7. What lessons were learnt during the scaling up phase?

During the scaling-up phase, it’s necessary to anticipate and write down all the potential blockers that can be encountered.

During the scoping of needs and requirements, we realized it was important to have the following elements in mind:

  • Identifying and writing down all the business rules of processes, in order to analyze at the most detailed level the expected behavior of the robot.
  • Never underestimating the complexity of processes, for example the number of specific special cases which can generate deployment difficulties and the effectiveness of the robot.
  • Anticipating issues with GDPR conformity, which may take time to resolve and impact the timeline for rolling out robots
  • Defining well in advance the expected orchestration of RPA robots, so as to ensure the best possible maintenance.

During development, three main items appeared critical to us to ensure project success:

  • Defining in advance all “exit doors” for the RPA robot, to allow it to react in case of unforeseen events.
  • Mobilizing IT developer profiles for the RPA customizing phase.
  • Not underestimating the duration of preproduction work.

Several key challenges were also overcome, and must not, be forgotten:

  • Moving from demonstration on a restricted scope to live production for many services or offices.
  • Scaling up a method, a governance and an associated set of committees.

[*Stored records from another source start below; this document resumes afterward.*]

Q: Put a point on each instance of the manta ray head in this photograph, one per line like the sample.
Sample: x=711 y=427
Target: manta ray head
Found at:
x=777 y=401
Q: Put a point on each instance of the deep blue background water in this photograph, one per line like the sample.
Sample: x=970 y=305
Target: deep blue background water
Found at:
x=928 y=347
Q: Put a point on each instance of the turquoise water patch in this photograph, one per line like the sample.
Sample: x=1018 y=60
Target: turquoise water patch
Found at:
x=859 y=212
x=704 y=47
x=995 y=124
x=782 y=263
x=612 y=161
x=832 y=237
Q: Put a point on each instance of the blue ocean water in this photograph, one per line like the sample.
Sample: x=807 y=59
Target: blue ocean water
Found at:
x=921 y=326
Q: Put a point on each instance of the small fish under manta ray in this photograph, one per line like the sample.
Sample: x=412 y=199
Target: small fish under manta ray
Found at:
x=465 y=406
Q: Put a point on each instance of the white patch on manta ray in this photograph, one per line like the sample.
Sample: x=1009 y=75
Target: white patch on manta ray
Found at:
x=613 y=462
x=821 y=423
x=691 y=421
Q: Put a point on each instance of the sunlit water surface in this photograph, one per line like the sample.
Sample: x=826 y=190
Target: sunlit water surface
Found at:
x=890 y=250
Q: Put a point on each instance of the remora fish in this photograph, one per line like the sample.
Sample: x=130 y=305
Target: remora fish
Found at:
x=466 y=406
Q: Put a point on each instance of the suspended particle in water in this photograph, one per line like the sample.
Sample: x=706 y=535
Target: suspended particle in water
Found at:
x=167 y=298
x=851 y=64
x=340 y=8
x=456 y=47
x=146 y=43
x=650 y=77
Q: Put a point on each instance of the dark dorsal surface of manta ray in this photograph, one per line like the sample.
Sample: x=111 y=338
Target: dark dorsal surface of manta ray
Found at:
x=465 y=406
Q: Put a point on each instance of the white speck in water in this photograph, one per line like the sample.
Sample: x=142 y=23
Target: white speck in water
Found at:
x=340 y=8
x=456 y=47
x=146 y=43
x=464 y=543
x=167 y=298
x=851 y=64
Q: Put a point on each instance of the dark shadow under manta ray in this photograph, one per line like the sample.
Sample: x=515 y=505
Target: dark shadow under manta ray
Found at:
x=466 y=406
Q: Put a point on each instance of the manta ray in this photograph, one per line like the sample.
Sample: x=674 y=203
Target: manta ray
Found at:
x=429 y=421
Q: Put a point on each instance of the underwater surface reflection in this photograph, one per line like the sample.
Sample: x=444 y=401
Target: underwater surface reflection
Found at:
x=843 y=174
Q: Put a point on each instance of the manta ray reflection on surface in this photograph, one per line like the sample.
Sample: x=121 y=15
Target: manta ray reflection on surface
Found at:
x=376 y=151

With the success of our RPA approach and the benefits we measured, and the business actors have recognized, we are moving forward with further robot deployment:

  • We are automating new processes.
  • We are further developing existing processes and completing a project to repatriate the processes that were deployed initially to the new technical platform.
  • We are expanding and reinforcing our center of excellence to increase our rollout capability and capacity.